[reportlab-users] pyRXP vs ONIX DTD
Robin Becker
reportlab-users@reportlab.com
Thu, 5 Dec 2002 09:25:03 +0000
In article <7F7B96AB-0800-11D7-B573-000393B63DDC@shangri-la.dropbear.id.au>, Stuart Bishop
<zen@shangri-la.dropbear.id.au> writes
>I'm trying to use pyRXP to validate ONIX documents that I am
>generating. However, I am getting lots of 'not a valid 8-bit XML
>character' warnings unless I set the IgnoreEntities flag to true. The
>ONIX DTD looks fine to me, although I'm no expert. The first character
>that is picked up is "Œ" , which seems valid to my cursory reading
>of the XML 1.0 spec.
>
>Can anyone confirm if this is a problem with the ONIX DTD, or a bug or
>limitation of the RXP engine being used by pyRXP? Similar issues appear
>to have been raised in the past with regard to Docbook, with the
>solution being to build RXP with unicode support.
>I'd guess that the DTD is being retrieved by the C engine, so would
>have no bearing on Python's Unicode support. I'd really like to be able
>to validate with maximum paranoia, as I'm generating many ONIX records
>from untrusted source data.
>Minimal example:
...... Well I think the error message says it all. The document says it's utf-8 and then tries
to expand a non-8 bit char. I suppose we have to say that's impossible.
>>> pyRXP.Parser()("<a>ÿ</a>")
('a', None, ['\xff'], None)
>>> pyRXP.Parser()("<a>Ā</a>")
Traceback (most recent call last):
File "<interactive input>", line 1, in ?
Error: Error: 0x100 is not a valid 8-bit XML character
in unnamed entity at line 1 char 10 of [unknown]

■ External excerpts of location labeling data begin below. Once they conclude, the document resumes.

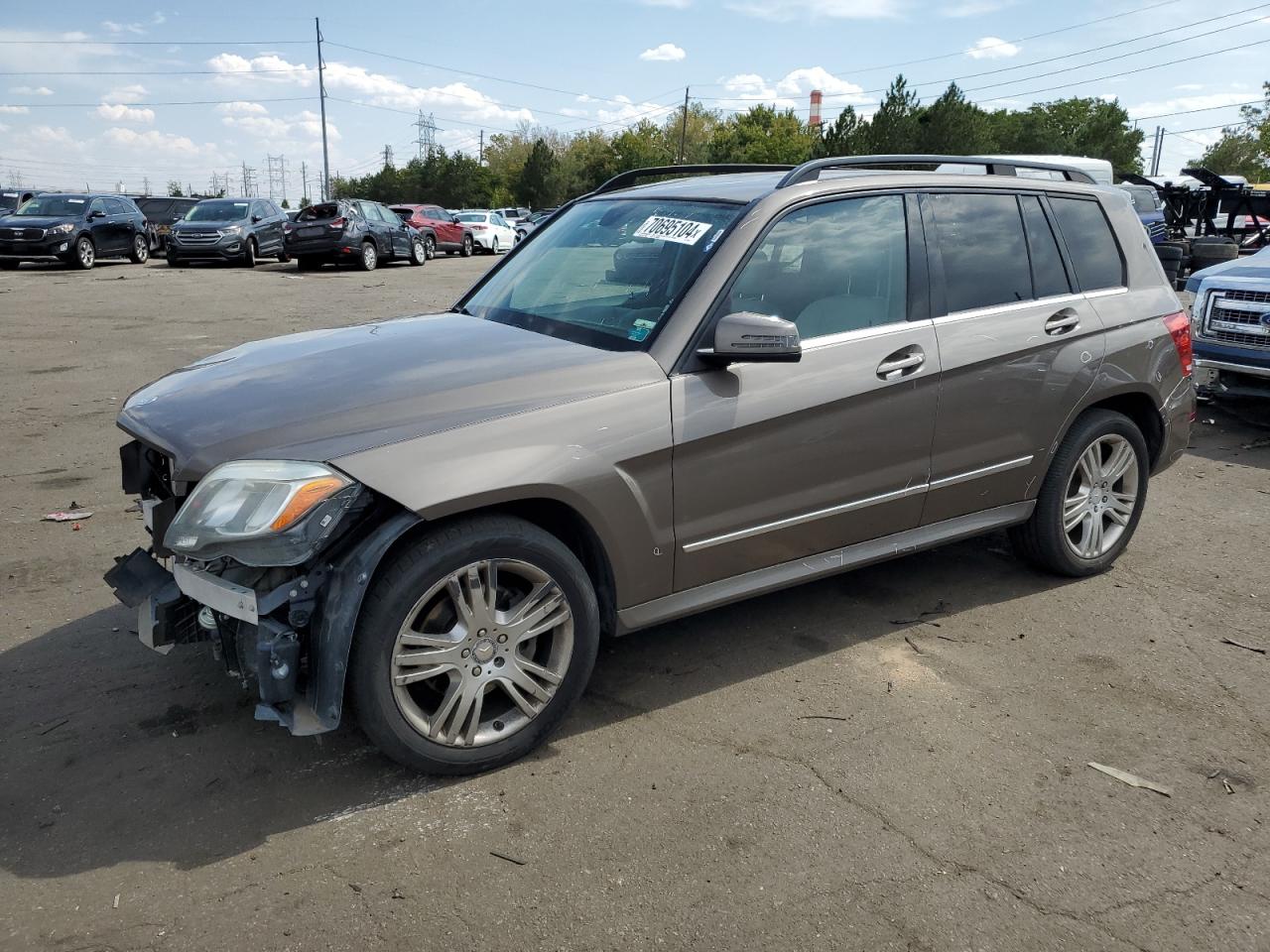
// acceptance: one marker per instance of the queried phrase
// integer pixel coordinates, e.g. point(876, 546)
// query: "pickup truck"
point(1230, 326)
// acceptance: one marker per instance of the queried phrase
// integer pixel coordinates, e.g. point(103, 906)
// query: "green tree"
point(847, 135)
point(761, 135)
point(535, 182)
point(893, 128)
point(953, 126)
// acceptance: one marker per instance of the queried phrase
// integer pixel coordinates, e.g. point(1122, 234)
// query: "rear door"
point(1019, 345)
point(781, 461)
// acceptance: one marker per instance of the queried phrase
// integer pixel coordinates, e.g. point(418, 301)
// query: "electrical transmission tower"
point(277, 173)
point(427, 140)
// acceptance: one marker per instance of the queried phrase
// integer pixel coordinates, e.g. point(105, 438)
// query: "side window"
point(1089, 243)
point(982, 246)
point(1049, 277)
point(830, 268)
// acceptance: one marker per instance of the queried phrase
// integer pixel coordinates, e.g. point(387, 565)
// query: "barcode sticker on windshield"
point(677, 230)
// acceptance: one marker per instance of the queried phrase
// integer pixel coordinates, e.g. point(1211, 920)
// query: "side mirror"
point(753, 338)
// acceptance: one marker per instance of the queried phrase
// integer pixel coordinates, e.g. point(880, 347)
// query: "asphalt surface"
point(890, 760)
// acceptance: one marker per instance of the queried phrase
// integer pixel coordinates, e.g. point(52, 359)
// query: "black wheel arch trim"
point(331, 639)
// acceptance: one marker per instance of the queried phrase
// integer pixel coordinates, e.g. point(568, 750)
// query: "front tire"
point(140, 253)
point(1091, 499)
point(472, 645)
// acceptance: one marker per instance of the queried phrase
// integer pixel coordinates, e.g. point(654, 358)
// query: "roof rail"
point(630, 178)
point(811, 172)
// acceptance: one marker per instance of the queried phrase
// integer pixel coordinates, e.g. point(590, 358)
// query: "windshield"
point(606, 272)
point(217, 211)
point(54, 206)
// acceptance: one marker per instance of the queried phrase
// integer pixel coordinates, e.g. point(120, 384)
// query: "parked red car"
point(441, 230)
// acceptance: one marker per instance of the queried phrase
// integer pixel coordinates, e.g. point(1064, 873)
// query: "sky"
point(180, 91)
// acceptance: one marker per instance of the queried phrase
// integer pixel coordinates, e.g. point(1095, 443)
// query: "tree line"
point(539, 167)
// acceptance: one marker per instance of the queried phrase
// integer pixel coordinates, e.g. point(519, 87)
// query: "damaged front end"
point(264, 558)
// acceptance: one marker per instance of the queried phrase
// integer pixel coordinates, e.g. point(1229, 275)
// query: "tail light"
point(1179, 327)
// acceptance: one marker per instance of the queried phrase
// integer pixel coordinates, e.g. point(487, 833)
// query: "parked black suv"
point(76, 229)
point(162, 212)
point(356, 231)
point(229, 230)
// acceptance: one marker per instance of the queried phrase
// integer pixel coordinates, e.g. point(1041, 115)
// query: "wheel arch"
point(353, 575)
point(1138, 405)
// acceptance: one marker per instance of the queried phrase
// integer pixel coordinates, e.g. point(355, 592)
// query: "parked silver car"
point(802, 373)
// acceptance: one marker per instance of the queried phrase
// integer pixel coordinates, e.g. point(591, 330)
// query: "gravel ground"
point(892, 760)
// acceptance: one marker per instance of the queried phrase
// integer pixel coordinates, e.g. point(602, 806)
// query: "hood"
point(37, 221)
point(182, 225)
point(1251, 268)
point(326, 394)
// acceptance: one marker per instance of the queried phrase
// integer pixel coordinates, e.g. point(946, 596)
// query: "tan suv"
point(670, 398)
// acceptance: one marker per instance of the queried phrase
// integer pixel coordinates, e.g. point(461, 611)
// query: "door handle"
point(902, 363)
point(1062, 322)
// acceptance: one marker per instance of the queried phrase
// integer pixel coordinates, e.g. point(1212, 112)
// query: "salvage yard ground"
point(893, 760)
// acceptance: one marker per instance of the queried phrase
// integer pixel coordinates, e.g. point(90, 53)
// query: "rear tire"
point(1105, 507)
point(402, 719)
point(140, 253)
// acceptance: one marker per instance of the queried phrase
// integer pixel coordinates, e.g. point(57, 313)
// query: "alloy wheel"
point(1101, 495)
point(481, 653)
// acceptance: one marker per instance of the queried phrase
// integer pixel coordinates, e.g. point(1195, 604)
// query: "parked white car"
point(490, 231)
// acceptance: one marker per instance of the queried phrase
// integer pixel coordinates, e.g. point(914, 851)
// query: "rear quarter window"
point(1089, 241)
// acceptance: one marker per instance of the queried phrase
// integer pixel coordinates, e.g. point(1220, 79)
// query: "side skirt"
point(778, 576)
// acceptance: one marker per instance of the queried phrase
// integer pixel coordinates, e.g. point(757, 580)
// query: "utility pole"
point(427, 139)
point(321, 95)
point(684, 126)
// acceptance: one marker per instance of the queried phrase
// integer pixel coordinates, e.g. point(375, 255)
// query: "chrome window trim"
point(749, 532)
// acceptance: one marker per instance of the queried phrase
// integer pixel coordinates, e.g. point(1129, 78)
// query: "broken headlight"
point(261, 512)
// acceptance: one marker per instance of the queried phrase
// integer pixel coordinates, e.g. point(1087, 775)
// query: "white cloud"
point(125, 113)
point(992, 49)
point(117, 28)
point(126, 94)
point(241, 108)
point(1178, 104)
point(818, 9)
point(792, 90)
point(375, 87)
point(663, 53)
point(974, 8)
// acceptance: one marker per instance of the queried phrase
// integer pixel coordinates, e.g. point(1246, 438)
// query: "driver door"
point(783, 461)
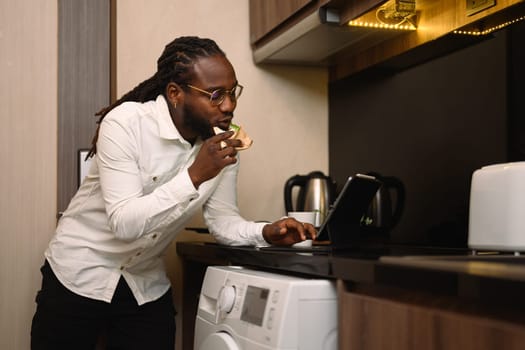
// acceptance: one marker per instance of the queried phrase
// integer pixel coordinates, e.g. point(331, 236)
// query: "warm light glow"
point(381, 25)
point(490, 30)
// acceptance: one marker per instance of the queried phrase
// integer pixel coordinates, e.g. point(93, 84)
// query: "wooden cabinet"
point(290, 31)
point(413, 321)
point(266, 15)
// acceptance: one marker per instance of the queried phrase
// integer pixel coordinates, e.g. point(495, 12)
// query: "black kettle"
point(384, 212)
point(316, 193)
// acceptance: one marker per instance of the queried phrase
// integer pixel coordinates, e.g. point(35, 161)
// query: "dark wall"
point(431, 126)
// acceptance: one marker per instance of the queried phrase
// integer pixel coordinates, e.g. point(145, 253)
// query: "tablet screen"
point(343, 222)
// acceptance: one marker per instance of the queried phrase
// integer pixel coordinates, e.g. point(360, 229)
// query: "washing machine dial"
point(226, 299)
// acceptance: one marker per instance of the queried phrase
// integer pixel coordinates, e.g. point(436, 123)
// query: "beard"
point(197, 123)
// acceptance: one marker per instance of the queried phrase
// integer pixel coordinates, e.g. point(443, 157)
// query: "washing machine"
point(246, 309)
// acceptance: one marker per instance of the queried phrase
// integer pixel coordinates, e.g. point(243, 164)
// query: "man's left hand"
point(288, 231)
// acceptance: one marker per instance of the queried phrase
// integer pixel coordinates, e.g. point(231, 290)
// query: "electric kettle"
point(316, 193)
point(387, 206)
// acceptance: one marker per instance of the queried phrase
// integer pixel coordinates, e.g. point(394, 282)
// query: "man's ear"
point(173, 93)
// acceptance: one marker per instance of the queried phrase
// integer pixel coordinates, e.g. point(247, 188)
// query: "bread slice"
point(239, 134)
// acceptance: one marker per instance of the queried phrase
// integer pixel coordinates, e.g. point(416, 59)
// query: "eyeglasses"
point(217, 96)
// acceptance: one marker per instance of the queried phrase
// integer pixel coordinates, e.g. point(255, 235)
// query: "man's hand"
point(288, 231)
point(216, 153)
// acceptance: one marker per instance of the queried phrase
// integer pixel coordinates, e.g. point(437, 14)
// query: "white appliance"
point(497, 208)
point(245, 309)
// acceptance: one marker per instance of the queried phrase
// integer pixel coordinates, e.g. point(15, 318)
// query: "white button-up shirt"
point(136, 197)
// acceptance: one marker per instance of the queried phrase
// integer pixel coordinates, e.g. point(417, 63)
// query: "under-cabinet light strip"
point(490, 30)
point(381, 25)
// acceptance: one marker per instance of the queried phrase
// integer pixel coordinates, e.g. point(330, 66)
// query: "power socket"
point(475, 6)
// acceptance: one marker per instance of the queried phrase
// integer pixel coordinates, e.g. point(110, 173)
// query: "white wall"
point(28, 141)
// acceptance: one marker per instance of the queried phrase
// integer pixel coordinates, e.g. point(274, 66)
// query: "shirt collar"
point(167, 129)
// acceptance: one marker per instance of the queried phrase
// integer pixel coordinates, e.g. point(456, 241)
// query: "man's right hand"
point(216, 153)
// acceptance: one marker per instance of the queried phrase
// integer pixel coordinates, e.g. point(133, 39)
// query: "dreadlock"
point(174, 65)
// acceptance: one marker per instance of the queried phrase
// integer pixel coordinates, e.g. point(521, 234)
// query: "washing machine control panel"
point(266, 308)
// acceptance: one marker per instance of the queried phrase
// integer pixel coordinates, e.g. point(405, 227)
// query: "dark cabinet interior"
point(432, 125)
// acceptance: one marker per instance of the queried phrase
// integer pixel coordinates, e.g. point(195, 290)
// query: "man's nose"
point(228, 104)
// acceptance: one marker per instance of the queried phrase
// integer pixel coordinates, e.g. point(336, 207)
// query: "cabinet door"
point(266, 15)
point(367, 322)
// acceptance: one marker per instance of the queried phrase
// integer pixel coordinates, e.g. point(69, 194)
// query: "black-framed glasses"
point(218, 96)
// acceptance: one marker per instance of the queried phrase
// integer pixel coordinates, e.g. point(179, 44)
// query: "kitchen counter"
point(451, 280)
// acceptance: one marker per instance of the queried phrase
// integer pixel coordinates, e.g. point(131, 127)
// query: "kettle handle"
point(396, 184)
point(296, 180)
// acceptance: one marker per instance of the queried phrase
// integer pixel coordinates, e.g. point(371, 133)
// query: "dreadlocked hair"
point(174, 65)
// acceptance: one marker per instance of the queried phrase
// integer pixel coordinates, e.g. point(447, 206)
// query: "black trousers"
point(65, 320)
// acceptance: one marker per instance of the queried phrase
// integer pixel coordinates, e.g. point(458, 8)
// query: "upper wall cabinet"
point(267, 15)
point(349, 36)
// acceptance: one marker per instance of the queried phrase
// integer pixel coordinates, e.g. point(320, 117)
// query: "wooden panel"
point(265, 15)
point(368, 322)
point(28, 56)
point(84, 83)
point(435, 20)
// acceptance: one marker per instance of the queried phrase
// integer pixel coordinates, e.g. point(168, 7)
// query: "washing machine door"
point(219, 341)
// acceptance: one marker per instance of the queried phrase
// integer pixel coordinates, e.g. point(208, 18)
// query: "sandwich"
point(239, 134)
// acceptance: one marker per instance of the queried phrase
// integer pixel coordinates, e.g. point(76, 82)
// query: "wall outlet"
point(475, 6)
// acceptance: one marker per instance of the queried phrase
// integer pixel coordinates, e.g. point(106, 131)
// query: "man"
point(156, 162)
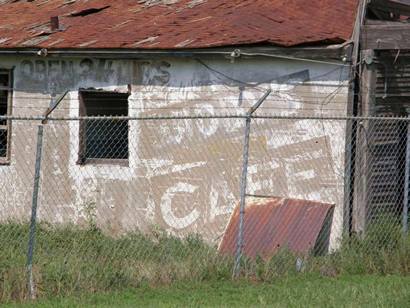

I'm not an expert on XML that's to big and vague a subject for a simple
person like myself. The poor parser is in 8 bit only at present so it
will not handle entity declarations like
<!ENTITY bdquo "„"> <!-- double low-9 quotation mark, U+201E NEW -->
I assume there is some universal encoding in which this is understandable.
--
Robin Becker